The important thing here is this part:

 max user processes              (-u) 100

Checking my development box ( which has a functional RabbitMq installation with the management plugin ) I further saw this.

 Erlang processes   206

So it doesn't really take a genius to figure out that 206 is more then 100 so after some more research I discovered the default value for this setting is typically 1024, and that i can change it in /etc/security/limits.conf In that file I found

 *               hard    nproc           100

So I just upped that to the 1024 amount for the rabbitmq user

 rabbitmq                 hard    nproc           1024

And it fired right up! After starting it and checking the status, I see this

 {processes,[{limit,1048576},{used,147}]},

I believe the limit here is system wide? Still not really sure how the erlang process and these other process numbers relate.

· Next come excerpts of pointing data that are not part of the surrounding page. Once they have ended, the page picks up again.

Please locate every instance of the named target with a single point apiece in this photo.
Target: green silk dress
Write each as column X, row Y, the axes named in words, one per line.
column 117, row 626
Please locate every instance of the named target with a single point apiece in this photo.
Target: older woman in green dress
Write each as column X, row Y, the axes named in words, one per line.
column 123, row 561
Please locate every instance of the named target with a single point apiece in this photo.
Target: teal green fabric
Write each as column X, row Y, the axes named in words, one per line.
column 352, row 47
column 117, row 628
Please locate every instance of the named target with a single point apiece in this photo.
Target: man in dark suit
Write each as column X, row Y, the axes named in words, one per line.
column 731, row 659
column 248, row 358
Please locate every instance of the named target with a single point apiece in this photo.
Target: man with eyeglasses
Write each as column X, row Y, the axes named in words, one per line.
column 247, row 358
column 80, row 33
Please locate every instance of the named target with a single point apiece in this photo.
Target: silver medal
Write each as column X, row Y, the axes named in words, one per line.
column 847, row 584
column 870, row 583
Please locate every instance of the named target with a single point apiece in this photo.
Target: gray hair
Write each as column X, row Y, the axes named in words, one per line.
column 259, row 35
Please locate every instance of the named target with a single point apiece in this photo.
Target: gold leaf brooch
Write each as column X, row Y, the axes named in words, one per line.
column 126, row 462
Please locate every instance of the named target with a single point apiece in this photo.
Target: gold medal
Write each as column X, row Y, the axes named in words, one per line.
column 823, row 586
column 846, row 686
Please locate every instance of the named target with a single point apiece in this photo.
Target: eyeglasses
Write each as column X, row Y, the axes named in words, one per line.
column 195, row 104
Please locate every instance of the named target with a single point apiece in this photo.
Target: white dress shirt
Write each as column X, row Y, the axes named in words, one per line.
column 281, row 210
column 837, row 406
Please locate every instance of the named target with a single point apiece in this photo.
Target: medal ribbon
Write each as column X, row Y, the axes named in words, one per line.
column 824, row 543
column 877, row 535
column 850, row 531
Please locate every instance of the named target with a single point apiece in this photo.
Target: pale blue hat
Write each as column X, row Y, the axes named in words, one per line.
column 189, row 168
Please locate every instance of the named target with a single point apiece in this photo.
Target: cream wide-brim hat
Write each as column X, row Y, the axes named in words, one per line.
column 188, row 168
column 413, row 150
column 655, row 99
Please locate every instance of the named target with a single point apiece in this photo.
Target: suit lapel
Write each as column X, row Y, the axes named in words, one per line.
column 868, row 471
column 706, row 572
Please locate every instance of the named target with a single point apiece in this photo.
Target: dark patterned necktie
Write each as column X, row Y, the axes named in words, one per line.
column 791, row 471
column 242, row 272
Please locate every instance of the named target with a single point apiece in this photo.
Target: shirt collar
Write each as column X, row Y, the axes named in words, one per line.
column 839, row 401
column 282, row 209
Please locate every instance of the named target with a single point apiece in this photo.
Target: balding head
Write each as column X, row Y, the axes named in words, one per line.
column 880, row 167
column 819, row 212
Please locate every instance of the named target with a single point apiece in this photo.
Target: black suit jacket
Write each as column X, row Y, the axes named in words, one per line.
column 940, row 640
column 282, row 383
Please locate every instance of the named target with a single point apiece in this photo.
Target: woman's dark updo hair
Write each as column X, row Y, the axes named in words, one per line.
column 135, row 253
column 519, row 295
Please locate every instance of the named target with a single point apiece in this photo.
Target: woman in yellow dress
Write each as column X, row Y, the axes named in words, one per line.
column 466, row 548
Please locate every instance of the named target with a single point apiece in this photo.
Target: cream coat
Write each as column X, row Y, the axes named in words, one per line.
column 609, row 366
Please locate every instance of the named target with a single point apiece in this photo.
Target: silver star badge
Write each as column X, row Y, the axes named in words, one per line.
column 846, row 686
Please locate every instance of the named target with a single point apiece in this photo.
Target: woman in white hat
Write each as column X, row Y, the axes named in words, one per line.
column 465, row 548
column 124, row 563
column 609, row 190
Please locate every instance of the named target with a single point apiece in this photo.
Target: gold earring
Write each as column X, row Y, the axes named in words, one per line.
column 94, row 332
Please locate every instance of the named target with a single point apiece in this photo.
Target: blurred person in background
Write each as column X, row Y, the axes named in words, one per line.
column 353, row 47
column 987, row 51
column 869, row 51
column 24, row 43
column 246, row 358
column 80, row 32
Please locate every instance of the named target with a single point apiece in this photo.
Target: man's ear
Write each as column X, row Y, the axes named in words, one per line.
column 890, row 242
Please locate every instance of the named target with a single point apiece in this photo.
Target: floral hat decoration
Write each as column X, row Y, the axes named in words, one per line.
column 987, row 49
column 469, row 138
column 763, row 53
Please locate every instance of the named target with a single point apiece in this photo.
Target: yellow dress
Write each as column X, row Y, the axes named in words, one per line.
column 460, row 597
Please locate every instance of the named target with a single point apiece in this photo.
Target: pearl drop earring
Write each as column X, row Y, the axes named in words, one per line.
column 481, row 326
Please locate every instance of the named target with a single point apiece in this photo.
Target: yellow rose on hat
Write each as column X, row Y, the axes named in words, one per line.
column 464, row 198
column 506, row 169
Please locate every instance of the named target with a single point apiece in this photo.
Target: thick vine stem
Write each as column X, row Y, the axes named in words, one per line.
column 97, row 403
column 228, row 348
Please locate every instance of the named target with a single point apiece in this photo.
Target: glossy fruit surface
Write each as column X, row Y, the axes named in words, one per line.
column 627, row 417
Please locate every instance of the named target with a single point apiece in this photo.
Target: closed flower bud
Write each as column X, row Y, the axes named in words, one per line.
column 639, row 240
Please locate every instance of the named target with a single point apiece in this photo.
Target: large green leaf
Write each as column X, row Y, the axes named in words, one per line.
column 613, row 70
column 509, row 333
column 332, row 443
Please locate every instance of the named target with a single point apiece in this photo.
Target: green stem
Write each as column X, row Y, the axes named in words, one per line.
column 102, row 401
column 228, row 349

So in conclusion 100 process is not enough for erlang to work. This is a cloud hosted SSAE 16 dedicated webserver, typically the hosting company sets these up for use for resellers, ie. you can farm out parts of the server to host you're clients websites. This is most likely why they set a default limit so low. We use this type of server because we do a lot of database querying and report writing, and it offers a fair amount of power for what we pay. So while the hardware meets our needs, the configuration doesn't fit our use case as well.

Hopefully this can help someone in the future.